Os protestos no Chile contra o governo do presidente Sebastián Piñera e as condições econômicas ruins da população mais pobre, crise que já causou pelo menos 19 mortes, deflagraram uma nova onda de ataques à agenda liberal do governo Jair Bolsonaro e do seu ministro da Economia, Paulo Guedes.
Desde a explosão das manifestações, as comparações do Brasil com o Chile têm servido de mote para as críticas de que o avanço da agenda econômica de privatizações, reformas e aperto fiscal pode aprofundar a desigualdade e deixar o País na mesma situação do Chile, levando os brasileiros às ruas.
Em reação às críticas, a equipe econômica se prepara para combater o que chama de narrativa equivocada. Essa defesa é considerada importante, porque o governo está prestes a encaminhar um conjunto de novas reformas e há a preocupação agora de que essa nova agenda, pós-Previdência, não seja contaminada no Congresso pelo discurso antiliberal.
Em documento preparado pelos técnicos para reforçar a comunicação do time de Guedes, obtido pelo jornal O Estado de S. Paulo, o Ministério da Economia rebate essa associação.
“O Chile tem resultados econômicos e sociais superiores a seus pares na América Latina. Certamente existem espaços para melhorias, mas atribuir os recentes protestos sociais ocorridos no país a um mau desempenho econômico e social, comparativamente aos países latino-americanos, não é uma posição corroborada pelos dados”, diz o documento.
O texto afirma que, no Brasil, várias reformas pró-mercado estão em curso, tendo como linha mestra o foco na correção de distorções econômicas e sociais e zelo cuidadoso com as contas públicas.
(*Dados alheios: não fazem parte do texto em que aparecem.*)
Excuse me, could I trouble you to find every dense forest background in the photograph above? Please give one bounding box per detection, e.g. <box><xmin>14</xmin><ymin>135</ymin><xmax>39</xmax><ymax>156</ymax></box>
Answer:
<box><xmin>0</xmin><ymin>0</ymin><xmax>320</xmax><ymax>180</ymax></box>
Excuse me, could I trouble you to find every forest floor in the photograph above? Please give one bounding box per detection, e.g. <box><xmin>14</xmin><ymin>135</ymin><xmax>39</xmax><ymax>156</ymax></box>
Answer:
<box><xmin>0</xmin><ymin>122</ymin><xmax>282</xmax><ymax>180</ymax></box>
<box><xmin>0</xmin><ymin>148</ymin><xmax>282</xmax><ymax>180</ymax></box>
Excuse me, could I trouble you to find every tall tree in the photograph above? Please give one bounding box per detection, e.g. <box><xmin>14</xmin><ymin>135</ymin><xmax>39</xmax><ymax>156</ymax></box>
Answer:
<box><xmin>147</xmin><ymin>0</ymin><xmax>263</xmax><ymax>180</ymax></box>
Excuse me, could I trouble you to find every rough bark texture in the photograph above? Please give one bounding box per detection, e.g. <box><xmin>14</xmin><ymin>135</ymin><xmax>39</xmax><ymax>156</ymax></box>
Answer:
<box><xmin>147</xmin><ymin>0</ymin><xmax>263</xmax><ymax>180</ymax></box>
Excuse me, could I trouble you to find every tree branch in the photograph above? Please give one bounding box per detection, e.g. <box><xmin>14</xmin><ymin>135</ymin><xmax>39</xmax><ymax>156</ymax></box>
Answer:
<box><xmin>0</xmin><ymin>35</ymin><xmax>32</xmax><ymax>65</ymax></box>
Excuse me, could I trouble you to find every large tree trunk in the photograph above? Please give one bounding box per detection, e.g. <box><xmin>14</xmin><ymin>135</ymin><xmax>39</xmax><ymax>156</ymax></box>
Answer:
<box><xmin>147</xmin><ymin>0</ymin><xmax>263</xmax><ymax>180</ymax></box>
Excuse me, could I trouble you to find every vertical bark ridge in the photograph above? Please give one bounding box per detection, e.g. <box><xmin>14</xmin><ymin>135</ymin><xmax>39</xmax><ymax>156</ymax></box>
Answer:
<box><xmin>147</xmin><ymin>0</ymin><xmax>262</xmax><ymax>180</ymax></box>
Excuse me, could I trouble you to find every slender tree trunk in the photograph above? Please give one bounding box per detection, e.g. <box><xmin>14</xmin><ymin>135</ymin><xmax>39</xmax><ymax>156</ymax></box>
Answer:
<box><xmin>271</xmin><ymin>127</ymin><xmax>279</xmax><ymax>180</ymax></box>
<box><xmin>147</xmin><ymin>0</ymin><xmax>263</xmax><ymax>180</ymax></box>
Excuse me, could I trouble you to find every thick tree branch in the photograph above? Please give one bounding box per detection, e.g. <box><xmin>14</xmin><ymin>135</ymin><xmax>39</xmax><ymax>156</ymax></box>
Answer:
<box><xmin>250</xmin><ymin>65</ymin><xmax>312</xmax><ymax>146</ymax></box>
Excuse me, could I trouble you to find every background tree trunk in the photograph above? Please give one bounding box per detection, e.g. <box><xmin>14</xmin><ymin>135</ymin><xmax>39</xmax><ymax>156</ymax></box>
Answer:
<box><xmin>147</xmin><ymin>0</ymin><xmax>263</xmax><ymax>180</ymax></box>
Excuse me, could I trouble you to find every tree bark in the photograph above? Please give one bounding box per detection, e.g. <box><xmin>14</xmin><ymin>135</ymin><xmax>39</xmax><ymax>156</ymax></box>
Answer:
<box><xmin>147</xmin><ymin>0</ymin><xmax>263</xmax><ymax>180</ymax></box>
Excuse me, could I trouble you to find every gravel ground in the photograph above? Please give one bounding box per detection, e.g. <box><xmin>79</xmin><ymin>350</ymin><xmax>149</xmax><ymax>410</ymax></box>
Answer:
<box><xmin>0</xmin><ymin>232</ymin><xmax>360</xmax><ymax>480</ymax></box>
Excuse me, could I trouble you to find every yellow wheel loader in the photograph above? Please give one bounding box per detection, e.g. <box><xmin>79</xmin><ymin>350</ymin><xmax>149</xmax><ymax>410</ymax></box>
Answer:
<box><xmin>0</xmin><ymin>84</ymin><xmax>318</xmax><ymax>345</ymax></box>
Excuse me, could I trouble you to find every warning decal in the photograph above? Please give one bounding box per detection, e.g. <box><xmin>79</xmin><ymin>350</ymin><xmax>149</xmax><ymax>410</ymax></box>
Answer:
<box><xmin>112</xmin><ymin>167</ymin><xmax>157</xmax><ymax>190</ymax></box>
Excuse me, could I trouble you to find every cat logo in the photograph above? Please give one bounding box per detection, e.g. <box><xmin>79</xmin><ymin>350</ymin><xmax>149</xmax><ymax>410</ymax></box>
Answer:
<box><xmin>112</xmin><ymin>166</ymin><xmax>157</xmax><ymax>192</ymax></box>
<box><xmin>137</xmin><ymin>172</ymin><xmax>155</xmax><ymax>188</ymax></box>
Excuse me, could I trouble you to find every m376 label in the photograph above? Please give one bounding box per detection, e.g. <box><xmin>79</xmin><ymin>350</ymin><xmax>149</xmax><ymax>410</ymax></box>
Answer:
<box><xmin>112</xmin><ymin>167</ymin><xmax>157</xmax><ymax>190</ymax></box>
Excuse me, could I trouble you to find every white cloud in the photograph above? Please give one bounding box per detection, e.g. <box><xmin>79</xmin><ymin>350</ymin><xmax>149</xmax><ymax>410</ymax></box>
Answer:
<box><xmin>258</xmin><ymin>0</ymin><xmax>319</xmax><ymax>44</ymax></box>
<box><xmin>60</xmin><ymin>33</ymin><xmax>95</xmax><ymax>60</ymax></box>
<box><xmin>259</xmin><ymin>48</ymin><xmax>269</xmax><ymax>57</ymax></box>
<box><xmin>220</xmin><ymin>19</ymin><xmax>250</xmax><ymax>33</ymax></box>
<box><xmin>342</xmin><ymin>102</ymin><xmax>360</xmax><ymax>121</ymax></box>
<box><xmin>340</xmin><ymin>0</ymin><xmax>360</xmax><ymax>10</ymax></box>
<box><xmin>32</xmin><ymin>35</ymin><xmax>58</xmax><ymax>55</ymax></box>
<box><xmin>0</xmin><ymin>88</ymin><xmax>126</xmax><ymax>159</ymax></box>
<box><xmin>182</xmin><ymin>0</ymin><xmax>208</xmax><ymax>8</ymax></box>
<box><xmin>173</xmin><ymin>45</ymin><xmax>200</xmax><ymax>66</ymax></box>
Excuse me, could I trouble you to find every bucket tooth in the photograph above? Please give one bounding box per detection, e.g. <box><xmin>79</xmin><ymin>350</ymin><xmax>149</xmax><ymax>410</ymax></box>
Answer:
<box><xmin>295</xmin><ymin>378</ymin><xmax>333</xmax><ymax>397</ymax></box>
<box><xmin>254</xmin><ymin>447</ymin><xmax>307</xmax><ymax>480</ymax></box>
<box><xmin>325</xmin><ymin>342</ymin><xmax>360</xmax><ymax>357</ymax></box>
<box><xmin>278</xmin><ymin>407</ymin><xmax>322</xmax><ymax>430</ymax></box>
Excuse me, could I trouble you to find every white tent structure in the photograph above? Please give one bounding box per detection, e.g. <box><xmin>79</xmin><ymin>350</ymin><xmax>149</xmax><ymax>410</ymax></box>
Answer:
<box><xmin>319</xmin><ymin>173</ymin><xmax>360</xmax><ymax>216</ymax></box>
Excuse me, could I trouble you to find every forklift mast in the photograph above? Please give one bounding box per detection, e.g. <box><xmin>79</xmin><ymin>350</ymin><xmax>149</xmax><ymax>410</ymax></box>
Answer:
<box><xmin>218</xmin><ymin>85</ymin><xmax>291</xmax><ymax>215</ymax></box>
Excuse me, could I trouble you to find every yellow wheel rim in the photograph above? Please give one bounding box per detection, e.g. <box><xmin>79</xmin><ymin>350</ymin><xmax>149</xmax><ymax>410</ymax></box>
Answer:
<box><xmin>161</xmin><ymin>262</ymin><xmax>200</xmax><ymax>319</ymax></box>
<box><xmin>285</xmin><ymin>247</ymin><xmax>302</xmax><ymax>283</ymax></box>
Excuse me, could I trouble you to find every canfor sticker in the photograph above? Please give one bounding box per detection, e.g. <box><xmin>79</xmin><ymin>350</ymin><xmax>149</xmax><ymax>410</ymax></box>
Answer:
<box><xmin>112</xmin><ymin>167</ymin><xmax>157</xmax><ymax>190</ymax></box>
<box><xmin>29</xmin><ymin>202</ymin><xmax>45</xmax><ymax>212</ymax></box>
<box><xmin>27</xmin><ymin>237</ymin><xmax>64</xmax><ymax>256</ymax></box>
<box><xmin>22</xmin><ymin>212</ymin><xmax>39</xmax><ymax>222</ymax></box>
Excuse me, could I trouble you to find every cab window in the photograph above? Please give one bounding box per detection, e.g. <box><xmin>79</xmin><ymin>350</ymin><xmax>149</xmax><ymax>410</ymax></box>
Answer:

Segundo o texto, elas serão responsáveis por garantir uma década de crescimento, com redução da pobreza e mais oportunidades.
Para a equipe de Guedes, o crescimento econômico chileno se diferenciou da maior parte dos países da América Latina nas últimas décadas, graças às medidas pró-mercado e à busca pela melhor alocação dos recursos da economia.
Como consequência, o melhor desempenho do Produto Interno Bruno (PIB) chileno não se restringiu às décadas de 1980-2000, quando ocorreram as principais reformas no país, mas perdurou nos anos mais recentes.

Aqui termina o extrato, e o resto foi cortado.